Quizás habría que colegir que el separatismo es un mal síntoma de nuestra democracia, ya de por sí recortada. Los nacionalismos hunden sus raíces en un romanticismo irracionalista (y que en nada se opone al negocio). Tan irracionalista que están proponiendo un país cuyo modelo no han diseñado todavía (nadie sabe cómo sería esa Cataluña lliure). Ese romanticismo “identitario”, con sesgos etnicistas, que resalta las diferencias pero oculta las semejanzas, se presenta como defensor de una justicia que falta en el resto de España. Justicia que no permitiría secesiones en su hipotética nación (emplacémosles a que se definan); que defiende una cultura que es idéntica a la nuestra, y que sufre, como el resto de Europa, la abducción de la posmodernidad. Que en vez de hablar en español, igual les daría por hacer del inglés su segunda lengua. Atlantistas a pesar de estar en el Mediterráneo y sustentados en un racismo o etnicismo que no existe. Lo dice la ciencia.

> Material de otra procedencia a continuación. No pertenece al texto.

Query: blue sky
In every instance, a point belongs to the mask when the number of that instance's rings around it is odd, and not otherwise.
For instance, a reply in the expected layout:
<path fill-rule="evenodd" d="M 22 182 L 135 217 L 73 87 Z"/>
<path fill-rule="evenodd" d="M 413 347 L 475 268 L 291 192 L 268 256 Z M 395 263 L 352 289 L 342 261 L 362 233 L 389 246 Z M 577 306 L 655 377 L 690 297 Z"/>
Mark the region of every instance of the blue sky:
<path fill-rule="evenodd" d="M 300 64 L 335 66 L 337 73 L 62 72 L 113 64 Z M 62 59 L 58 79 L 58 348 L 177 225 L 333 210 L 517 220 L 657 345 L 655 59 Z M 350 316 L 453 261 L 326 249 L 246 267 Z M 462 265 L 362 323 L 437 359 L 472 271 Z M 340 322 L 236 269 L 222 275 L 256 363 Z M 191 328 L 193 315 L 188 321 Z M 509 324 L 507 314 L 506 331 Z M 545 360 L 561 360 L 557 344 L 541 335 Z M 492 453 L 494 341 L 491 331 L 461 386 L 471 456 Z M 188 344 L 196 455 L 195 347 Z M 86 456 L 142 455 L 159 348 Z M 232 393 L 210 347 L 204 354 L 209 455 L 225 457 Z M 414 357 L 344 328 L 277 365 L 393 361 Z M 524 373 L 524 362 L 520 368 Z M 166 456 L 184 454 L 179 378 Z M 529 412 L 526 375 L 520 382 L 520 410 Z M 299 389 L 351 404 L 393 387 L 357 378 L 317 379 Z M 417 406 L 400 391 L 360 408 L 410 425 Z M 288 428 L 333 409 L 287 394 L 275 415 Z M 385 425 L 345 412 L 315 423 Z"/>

Los españoles deberían ponerse a reflexionar seriamente y por una vez buscar soluciones conjuntas. Si no resolvemos el problema de España, a la larga estaremos negando a España. Creemos que se necesita un pacto de unidad y de bienestar mínimo, que, repetimos, reproduzca en la realidad el artículo 1 de la Constitución, por encima de las pequeñas siglas.